Village in Wrexham County Borough, Wales

Rhostyllen (/cy/) is a village in Wrexham County Borough, Wales, south-west of the city of Wrexham. At the time of the 2001 census, area Wrexham 014A, which includes Rhostyllen itself, had a population of 1,383 in 599 households.

==Etymology==
Its name may be derived from the Welsh words rhos ("moor", or "rush pasture") and estyll ("staves" or "planks").

==History==
Rhostyllen was a part of the old township of Esclusham Below (i.e. "below" Offa's Dyke) and in 1879 was incorporated into the new ecclesiastical parish of Esclusham. The parish church, Holy Trinity, was completed in 1877. The corresponding civil parish of Esclusham became the community of Esclusham in 1974.

Rhostyllen is a former mining village, with Bersham (or Glanyrafon) Colliery, which before closure in December 1986 was the last working coal mine in the Denbighshire coalfield, situated to the east of Wrexham Road. Like other villages in the area, many of its buildings are nineteenth-century miners' houses built in the distinctive local "Ruabon Red" brick.
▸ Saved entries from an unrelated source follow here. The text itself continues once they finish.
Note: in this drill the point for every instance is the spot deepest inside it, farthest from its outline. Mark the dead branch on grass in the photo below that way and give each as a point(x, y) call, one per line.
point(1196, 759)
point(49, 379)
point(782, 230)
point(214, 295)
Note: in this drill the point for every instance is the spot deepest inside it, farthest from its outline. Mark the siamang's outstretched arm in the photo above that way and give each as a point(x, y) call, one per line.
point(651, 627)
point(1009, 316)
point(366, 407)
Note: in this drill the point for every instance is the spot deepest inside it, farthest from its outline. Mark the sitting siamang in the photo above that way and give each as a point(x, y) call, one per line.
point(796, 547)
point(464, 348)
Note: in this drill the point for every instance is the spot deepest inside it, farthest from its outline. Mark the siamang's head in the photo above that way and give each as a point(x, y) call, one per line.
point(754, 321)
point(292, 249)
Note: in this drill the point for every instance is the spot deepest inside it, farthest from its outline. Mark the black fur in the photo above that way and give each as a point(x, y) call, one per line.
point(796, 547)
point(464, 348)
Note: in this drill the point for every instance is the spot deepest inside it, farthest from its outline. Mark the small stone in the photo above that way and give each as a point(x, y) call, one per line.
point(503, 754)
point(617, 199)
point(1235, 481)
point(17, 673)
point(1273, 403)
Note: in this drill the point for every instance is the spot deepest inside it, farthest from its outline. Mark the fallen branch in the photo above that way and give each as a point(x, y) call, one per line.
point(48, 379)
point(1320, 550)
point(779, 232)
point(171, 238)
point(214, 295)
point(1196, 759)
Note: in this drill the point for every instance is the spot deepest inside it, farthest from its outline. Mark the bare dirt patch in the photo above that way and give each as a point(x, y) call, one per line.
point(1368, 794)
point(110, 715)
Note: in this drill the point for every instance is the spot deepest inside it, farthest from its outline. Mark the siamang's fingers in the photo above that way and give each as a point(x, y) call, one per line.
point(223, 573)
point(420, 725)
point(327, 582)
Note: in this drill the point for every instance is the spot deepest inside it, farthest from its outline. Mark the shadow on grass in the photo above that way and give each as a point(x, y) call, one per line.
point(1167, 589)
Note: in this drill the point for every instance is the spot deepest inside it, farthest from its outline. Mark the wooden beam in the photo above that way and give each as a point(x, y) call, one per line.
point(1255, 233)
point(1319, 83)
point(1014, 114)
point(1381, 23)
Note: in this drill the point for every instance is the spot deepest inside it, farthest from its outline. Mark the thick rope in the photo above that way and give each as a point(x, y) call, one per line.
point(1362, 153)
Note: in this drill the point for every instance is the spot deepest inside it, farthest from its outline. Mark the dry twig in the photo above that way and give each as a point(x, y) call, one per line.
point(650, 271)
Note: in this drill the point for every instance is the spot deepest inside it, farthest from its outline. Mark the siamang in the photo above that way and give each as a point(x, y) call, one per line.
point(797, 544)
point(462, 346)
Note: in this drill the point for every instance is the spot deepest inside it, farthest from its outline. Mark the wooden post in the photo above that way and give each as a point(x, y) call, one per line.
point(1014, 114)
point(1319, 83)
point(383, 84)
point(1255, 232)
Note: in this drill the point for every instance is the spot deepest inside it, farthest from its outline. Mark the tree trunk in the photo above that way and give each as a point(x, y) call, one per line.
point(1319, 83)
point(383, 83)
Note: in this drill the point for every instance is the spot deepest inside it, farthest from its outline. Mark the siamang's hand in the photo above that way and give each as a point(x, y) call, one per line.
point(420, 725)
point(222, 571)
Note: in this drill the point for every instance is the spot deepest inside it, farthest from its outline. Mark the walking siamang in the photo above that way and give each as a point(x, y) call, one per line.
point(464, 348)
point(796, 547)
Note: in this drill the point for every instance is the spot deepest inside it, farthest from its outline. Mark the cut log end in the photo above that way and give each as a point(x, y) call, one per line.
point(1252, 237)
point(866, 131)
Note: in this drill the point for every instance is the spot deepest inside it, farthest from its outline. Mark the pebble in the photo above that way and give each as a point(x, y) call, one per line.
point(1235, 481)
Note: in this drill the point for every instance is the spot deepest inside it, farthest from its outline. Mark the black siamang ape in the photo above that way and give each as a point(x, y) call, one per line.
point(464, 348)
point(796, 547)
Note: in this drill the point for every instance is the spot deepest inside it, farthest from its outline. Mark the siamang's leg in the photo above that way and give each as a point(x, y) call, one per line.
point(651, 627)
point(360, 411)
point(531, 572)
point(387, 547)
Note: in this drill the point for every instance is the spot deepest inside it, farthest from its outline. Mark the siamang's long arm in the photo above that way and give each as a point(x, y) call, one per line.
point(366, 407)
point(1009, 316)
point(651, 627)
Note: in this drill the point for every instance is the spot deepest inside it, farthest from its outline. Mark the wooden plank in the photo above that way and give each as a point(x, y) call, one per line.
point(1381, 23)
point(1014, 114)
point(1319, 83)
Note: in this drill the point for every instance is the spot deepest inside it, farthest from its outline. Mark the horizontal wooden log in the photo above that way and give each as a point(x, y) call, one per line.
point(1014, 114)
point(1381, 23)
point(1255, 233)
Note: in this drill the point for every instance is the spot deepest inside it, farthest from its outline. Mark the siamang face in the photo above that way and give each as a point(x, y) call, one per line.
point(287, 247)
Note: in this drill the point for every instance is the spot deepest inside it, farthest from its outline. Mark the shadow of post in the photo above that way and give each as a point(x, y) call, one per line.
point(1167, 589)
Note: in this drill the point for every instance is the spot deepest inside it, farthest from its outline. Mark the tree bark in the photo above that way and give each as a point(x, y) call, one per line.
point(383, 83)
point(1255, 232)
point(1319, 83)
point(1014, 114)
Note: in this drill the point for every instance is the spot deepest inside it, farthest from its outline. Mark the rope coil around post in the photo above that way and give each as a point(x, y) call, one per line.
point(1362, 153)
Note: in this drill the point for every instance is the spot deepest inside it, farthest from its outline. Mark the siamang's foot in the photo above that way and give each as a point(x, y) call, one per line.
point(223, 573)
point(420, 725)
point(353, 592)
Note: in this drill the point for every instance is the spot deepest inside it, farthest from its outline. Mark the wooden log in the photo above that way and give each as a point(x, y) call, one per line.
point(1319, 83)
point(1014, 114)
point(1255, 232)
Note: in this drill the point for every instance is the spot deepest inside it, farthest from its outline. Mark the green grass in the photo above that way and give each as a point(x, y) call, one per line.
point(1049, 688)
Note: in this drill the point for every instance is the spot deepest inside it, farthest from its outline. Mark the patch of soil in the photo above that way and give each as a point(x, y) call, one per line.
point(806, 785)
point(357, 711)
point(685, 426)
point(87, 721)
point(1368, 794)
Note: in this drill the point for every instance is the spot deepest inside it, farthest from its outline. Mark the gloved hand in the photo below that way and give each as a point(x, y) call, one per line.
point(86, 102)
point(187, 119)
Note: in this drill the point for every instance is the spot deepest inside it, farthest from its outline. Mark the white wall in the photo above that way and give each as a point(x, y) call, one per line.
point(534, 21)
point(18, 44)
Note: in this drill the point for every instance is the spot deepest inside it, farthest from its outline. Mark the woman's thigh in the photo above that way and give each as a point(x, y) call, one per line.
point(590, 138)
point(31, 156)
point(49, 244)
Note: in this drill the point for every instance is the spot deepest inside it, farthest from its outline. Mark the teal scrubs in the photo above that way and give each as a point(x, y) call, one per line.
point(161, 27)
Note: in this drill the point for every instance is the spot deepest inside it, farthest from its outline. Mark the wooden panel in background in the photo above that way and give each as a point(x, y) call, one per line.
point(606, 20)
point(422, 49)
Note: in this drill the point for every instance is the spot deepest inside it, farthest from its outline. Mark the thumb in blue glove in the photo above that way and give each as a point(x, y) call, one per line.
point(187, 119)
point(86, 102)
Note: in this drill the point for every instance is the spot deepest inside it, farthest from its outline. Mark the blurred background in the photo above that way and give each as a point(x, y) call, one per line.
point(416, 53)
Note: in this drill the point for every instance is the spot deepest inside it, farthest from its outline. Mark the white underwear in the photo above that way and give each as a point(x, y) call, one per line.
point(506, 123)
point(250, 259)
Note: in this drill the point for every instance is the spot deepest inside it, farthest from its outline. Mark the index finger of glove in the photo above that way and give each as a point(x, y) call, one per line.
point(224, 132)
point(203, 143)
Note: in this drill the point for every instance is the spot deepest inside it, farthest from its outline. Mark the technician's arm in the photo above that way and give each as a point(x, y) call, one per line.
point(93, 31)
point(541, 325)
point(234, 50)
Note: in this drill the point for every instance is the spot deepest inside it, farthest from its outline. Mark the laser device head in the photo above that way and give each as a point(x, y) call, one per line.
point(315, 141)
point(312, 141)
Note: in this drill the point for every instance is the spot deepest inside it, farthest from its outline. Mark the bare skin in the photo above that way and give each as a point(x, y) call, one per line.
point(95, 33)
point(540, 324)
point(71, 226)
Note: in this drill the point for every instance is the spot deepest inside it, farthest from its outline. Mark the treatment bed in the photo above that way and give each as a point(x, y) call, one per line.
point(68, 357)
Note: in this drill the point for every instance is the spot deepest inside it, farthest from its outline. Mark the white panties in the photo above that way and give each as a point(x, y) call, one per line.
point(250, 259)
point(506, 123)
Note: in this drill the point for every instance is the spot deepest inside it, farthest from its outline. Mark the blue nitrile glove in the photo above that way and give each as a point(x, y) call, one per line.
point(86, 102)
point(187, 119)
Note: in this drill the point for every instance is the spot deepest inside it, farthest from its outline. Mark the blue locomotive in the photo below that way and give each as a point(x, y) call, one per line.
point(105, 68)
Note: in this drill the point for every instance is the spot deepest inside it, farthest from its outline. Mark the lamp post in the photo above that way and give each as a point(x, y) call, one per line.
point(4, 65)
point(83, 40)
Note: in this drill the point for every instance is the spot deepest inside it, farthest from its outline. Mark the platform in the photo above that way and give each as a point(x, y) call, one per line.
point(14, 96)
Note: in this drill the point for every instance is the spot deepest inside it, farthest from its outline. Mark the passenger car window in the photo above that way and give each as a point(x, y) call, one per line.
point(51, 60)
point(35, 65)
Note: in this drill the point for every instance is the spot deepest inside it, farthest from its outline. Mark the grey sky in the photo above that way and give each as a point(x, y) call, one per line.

This character is under threat as the village becomes increasingly linked to the outskirts of Wrexham by infill and commercial development along the A483 road.

==Amenities==
The focal point of the village is the village hall, built in 1924, and its recreation grounds.

==Transport==
Rhostyllen's railway station was closed to passengers as long ago as 1931; the village was also formerly served by the line of the Wrexham and District Electric Tramways Company, opened in 1903, which ran from Penybryn in Wrexham to Johnstown and Rhosllannerchrugog: the halfway passing loop was situated at the Black Lion in Rhostyllen. Rhostyllen is served by the A483 trunk road.

==Erddig==

The eighteenth-century house and parkland at Erddig, now owned by the National Trust, is nearby.